Not so fruity but this works really well in milk as something different

https://shop.squaremilecoffee.com/products/miralvalle


----------



## Mrboots2u (May 10, 2013)

Brazillian natural from Sundlaug is rocking at the moment - also the Nicaraguan toffee Apple nomness


----------



## Phobic (Aug 17, 2016)

Thanks both, Miralvalle does sound interesting, the Brazillian Natural is finished unfortunately.


----------



## DavecUK (Aug 6, 2013)

Nicaraguans are good in milk, usually lots of dark chocolate tones, but they do have to be roasted towards the darker end of medium. IMO medium roasts tend to get lost in cappas.


----------



## foundrycoffeeroasters.com (Jun 19, 2014)
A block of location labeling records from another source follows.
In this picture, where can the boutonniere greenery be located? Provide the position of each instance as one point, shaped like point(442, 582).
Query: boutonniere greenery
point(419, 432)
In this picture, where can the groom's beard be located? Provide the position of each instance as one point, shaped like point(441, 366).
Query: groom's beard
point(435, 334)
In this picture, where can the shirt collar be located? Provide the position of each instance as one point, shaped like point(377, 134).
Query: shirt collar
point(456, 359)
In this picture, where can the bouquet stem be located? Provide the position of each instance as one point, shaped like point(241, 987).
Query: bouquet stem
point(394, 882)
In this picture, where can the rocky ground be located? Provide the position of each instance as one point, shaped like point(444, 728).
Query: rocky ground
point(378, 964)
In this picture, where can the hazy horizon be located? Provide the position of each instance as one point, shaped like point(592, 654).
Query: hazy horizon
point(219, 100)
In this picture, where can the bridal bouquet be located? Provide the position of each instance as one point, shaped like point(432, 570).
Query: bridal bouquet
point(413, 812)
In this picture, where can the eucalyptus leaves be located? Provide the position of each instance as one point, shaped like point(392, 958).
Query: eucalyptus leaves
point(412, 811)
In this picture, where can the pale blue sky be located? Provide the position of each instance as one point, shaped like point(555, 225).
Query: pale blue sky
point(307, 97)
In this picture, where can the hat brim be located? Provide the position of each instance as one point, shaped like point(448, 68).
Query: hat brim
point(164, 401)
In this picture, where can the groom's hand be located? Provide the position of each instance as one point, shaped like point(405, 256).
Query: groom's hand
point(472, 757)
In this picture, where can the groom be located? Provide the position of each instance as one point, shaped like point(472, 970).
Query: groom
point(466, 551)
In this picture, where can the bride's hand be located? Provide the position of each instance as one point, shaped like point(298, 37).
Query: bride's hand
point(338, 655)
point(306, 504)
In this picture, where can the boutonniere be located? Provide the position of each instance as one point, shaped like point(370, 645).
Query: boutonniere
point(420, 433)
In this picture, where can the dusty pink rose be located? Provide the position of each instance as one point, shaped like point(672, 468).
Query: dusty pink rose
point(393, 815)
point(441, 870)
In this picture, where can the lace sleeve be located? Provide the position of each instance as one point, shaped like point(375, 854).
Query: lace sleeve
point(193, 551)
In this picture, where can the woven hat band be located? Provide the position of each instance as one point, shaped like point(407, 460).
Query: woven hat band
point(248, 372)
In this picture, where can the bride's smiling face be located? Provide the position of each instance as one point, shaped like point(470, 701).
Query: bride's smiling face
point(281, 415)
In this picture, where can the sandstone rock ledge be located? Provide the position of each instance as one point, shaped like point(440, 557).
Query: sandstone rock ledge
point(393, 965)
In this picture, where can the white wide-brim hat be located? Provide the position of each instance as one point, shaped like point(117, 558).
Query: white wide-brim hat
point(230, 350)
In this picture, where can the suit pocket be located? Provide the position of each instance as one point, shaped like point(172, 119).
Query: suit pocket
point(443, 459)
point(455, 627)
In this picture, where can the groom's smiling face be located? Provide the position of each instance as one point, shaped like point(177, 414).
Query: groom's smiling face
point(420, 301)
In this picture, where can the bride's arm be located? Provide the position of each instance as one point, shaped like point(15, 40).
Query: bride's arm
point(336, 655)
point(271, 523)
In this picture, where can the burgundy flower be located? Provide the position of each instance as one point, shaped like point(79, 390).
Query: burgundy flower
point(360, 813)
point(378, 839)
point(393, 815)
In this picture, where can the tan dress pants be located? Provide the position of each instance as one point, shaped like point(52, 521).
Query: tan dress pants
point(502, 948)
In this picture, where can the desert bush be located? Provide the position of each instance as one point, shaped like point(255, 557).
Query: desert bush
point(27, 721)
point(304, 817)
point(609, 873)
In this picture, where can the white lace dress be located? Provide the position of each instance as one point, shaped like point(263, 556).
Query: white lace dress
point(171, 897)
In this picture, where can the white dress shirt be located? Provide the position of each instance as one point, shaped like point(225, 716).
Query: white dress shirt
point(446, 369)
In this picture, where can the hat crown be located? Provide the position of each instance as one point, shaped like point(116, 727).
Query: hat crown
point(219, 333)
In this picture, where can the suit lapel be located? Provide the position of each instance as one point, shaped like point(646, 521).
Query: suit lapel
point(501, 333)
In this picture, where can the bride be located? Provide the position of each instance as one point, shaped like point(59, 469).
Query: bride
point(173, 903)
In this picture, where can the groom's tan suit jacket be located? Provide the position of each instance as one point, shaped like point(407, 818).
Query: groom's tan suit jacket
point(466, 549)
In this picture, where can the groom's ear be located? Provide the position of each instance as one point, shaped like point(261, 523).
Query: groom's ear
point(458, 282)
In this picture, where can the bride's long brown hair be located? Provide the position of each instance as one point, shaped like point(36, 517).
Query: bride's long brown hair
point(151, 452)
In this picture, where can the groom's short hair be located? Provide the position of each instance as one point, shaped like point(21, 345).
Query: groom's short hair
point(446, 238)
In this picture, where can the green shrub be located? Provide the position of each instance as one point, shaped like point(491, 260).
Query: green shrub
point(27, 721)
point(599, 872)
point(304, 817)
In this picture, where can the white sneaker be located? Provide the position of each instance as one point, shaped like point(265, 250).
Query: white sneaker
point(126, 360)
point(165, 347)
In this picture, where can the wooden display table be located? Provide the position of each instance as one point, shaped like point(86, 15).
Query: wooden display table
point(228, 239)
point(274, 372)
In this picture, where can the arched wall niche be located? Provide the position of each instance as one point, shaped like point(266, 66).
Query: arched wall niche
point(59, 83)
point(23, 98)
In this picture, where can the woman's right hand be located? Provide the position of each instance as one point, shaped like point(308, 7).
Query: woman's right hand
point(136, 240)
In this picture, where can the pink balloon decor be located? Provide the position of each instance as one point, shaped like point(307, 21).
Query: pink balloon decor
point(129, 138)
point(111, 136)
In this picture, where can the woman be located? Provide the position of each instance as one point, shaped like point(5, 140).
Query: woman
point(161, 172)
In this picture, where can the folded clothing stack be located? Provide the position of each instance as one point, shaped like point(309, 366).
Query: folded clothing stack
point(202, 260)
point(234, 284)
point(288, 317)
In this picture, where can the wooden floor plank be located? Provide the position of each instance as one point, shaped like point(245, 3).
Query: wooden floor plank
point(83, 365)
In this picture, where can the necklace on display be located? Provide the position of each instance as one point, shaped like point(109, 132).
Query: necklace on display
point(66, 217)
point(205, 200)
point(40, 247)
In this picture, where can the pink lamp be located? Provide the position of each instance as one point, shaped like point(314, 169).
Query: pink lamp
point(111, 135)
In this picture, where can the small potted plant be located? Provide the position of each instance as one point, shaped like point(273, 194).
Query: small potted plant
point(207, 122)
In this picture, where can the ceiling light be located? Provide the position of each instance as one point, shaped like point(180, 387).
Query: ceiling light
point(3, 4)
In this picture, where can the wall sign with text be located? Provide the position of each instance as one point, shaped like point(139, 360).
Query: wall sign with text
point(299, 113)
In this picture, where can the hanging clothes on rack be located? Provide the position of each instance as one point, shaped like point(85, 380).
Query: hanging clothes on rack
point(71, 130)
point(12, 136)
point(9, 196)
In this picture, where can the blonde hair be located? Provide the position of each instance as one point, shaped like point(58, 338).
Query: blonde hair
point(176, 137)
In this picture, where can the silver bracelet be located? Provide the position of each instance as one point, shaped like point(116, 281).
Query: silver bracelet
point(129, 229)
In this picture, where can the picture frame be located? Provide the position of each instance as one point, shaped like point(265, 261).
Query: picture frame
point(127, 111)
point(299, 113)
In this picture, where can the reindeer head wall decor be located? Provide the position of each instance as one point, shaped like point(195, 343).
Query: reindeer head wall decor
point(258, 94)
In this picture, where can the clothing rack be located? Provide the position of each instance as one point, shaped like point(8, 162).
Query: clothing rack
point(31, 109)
If you're after toffee and slightly boozy choc in milk, you would enjoy our Nicaraguan.


----------



## Phobic (Aug 17, 2016)

Thanks guys, I'll give the Foundry Nicaraguan a try since I want to order some more Finca - may as well get some rocky too while I'm at it









@DavecUK I know there's a danger that you'll loose medium roasts in milk, I'm not sure the right way to articulate it other than I don't want a dark roast like CC jampit - I don't think I'd call the foundry Finca dark roasted and that certainly doesn't get lost with milk.


----------



## DavecUK (Aug 6, 2013)

Phobic said:


> Thanks guys, I'll give the Foundry Nicaraguan a try since I want to order some more Finca - may as well get some rocky too while I'm at it
> 
> 
> 
> ...


It's all personal taste and also what you and I mean by medium or darker end of medium roast. e.g. I know people who love mm in milk, wheras, I don't think it works (for me).


----------